Why Big Companies Buy Small Startups

Last month LinkedIn ($9.3 billion market cap) bought Rapportive for $15 million, which according to LinkedIn (naturally), has less than five people (LinkedIn Rapportive search). Rapportive, which is a great product that I use daily, is a dedicated Gmail plugin that takes the email address of the To: or From: address and shows social information like profile photo, recent tweets, links to Twitter/LinkedIn/Facebook profile, and more. It’s an awesome tool.

Now, why would LinkedIn pay $15 million cash for a Gmail plugin that on the surface looks like the LinkedIn piece could be written in one week by a talented developer?

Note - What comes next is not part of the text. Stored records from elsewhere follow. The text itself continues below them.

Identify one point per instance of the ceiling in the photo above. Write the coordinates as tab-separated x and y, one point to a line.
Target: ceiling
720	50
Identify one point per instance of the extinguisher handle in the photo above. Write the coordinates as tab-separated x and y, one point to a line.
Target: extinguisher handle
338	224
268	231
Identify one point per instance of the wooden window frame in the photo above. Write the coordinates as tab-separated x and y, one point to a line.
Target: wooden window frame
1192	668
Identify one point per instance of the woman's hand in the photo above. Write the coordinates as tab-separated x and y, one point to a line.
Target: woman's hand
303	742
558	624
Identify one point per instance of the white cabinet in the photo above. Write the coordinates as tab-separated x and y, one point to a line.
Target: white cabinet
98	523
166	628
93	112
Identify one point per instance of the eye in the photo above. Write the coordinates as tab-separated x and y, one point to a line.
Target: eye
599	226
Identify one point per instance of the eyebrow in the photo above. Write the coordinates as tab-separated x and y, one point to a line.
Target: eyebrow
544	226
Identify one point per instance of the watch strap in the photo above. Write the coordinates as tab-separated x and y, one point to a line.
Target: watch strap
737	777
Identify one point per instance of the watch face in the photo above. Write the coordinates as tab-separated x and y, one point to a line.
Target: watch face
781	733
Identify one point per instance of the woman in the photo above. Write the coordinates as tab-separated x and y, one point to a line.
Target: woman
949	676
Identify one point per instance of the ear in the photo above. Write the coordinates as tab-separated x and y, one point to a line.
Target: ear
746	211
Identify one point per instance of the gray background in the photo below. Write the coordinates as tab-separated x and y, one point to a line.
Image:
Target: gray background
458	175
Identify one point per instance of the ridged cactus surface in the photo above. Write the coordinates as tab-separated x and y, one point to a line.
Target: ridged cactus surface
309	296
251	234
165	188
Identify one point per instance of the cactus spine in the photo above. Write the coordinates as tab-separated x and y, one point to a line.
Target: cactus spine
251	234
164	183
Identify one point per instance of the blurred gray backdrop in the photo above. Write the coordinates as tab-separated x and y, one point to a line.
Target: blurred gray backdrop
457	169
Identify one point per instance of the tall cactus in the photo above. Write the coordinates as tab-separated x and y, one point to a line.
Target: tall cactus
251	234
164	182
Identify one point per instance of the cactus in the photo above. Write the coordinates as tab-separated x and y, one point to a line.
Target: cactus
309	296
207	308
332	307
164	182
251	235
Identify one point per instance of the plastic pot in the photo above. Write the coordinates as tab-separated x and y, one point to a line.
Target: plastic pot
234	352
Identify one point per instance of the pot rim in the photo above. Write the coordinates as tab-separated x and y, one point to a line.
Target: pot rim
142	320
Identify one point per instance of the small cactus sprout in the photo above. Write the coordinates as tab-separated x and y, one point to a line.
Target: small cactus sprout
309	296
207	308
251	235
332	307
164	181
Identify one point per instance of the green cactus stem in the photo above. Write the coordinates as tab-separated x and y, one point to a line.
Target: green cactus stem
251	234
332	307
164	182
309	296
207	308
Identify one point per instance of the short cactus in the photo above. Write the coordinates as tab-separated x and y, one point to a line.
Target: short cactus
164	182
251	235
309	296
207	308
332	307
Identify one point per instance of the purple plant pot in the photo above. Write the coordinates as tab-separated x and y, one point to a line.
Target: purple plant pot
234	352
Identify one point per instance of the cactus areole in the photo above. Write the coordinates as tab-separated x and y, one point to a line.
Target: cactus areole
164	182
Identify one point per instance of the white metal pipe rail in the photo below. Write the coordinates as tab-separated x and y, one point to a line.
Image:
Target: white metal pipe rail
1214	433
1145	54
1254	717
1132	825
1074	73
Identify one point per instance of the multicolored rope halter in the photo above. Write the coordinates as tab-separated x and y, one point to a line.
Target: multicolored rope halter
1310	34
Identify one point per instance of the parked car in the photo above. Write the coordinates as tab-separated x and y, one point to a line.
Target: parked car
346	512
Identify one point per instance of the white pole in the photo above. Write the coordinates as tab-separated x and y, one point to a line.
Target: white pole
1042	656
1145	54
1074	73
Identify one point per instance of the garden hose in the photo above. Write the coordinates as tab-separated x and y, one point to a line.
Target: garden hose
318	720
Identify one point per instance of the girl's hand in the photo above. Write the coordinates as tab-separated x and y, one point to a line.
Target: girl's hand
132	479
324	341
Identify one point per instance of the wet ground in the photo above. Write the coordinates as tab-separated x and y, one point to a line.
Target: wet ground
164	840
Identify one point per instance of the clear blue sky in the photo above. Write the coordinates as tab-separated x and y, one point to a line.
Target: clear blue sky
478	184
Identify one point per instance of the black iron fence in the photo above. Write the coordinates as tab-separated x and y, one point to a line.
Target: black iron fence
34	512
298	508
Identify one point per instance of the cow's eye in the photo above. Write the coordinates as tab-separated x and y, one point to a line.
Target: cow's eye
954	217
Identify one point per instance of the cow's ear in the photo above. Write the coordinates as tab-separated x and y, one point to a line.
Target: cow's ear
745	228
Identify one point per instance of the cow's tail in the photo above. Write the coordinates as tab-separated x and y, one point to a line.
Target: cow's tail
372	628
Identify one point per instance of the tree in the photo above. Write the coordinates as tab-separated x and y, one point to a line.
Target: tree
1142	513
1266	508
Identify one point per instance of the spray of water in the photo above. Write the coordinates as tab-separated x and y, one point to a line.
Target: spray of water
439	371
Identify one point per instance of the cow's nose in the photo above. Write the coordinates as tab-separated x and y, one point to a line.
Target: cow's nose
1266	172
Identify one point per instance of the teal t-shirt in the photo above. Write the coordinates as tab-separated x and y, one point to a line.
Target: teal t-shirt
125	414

Here are some reasons why big companies on occasion pay good money for small startups:

  • Time to market – Rapportive already has a raving fan base that loves the solid product
  • Talent acquisition – The Rapportive co-founders have built a killer product and likely have ideas for many more ways to make the product better with additional resources supplied by LinkedIn (or LinkedIn wants the talent to spearhead the development of a new product)
  • Competitive preemptive move – If LinkedIn didn’t acquire them someone else that’s trying to be more social (Google?) might pick them up
  • Cost of capital – If LinkedIn is sitting on a ton of cash or has a low cost of capital, which it does due to the large market cap and lack of leverage, putting the money to use immediately, even at premium, helps the company grow faster and create more enterprise value

With engineering resources scarce, and new product development tough (I’ve seen it fail twice inside a small company), big companies buy small startups to get a proven commodity that is already successful.

What else? What are some other reasons why big companies buy small startups?